Aug 272007
 
The ingenue in fiction is a sweet young girl who because of her naïveté is often taken advantage of by more worldly members of the cast. Sometimes she is even duped into committing some crime or other offense and made a scapegoat by dastardly villains. It’s an enduring theme in literature, enough so that it still has traction in modern society, though in an altered form. I call the many who make use of it disingenues, a word that has been used occasionally by others without definition. By it I mean someone who pretends to be a naïve innocent led astray by people who pretended to be her friends, with the intention of deflecting blame for some misdeed. More broadly, it could be taken to mean someone who is disingenuous generally (like, say, Alberto Gonzales).

The narrow meaning could be applied to any number of misbehaving celebrities. They blame “bad influences” around them and pledge to improve the company they keep so as not to wander down the garden path again. It’s a cheap dodge, and one that devoted fans always buy. Thinking seriously, when Britney Spears or Lindsay Lohan go out to party, who’s in charge of that entourage? They are. They wield the power and authority in their circles, and they make their own decisions. Having the wrong people around them enhanced their opportunity to make bad choices, but those “bad influences” didn’t choose for them.

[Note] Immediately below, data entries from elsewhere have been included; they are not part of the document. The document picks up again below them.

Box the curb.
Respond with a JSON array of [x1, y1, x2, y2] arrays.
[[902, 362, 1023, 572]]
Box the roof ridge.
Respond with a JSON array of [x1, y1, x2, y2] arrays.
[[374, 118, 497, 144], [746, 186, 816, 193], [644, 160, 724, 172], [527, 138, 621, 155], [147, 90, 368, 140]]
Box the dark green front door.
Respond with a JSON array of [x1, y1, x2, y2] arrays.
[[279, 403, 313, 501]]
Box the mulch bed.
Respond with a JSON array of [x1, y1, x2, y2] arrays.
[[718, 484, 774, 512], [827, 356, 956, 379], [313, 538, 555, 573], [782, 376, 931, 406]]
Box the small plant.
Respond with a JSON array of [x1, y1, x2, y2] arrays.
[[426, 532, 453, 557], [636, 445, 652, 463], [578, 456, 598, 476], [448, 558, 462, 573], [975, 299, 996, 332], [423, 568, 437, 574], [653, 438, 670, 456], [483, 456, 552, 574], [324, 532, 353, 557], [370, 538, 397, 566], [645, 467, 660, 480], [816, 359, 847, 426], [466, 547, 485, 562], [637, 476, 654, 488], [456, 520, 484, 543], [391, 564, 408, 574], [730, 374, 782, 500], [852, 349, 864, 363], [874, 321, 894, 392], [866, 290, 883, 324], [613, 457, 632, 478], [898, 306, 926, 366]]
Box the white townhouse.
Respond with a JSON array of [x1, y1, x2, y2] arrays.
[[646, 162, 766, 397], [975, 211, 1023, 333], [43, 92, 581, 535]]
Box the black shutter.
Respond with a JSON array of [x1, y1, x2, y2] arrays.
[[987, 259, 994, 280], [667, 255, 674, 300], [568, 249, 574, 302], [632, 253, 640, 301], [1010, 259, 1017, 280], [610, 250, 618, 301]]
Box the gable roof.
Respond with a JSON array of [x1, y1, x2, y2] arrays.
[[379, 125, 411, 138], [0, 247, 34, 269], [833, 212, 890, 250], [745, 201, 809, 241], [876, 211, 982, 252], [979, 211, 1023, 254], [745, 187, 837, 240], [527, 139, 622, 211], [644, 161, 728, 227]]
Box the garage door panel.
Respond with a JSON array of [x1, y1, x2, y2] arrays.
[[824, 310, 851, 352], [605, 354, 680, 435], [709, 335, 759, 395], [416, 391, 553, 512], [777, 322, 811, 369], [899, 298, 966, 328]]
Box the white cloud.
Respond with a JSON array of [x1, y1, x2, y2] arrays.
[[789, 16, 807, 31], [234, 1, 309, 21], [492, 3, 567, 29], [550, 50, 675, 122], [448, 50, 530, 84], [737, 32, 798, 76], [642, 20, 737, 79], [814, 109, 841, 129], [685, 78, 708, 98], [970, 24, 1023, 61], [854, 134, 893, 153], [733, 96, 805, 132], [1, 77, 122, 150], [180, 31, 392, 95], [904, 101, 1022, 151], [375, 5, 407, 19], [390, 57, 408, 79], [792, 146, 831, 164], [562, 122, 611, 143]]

But let’s not limit the definition to women; this is the 21st century, and gender balance is at work here in epic proportions. The greatest recent disingenue is in fact a man, Michael Vick, who until this very day made a dedicated effort to lay blame for his own failures and shortcomings on the people surrounding him. From the beginning of this dog-fighting debacle, his position was that he had placed ill-deserved trust in his relatives and acquaintances. He had given them a house and they had betrayed him by using it for these evil purposes. Of course this fanciful tale of Mike Vick, ingenue, eventually unraveled, leading to today’s guilty plea. Encouragingly, today he also said, “Not for one second will I sit right here and point the finger and try to blame anybody else for my actions or what I’ve done.” Maybe he has turned the page, but consider how his statement of fact went to great lengths to indicate that the most gruesome act — the violent killing earlier this year of several dogs that were not “game enough” — was a “collective effort” involving Vick but not solely carried out by him. This is not materially different from the statements of fact accompanying his cohorts’ pleas, but the difference in language is telling; he is still trying to deflect blame.

Literary or not, the disingenue is here to stay. This line of defense is too successful to fade anytime soon. We always want to pity a poor celebrity led astray by the bad influences around him or her. But let us not forget that these people chose to associate with those influences, and moreover, that when those influences offered a turn onto the wrong road, Mike Vick and others like him chose to take it.

  One Response to “The disingenue”

  1. Ok, so I've gone over this before with others and still can't figure it out. It doesn't really apply to the Vick situation, but I think you'll see my point. If I made millions of dollars acting/being a slut/singing etc, and I knew that I was going to a party where I would be drinking, I would hire a car to drive me. Hell, you could hire a driver for everyday, day and night, seven days a week, pay them 40k and they'd never be happier. Maybe I just expect to much out of our celebrities.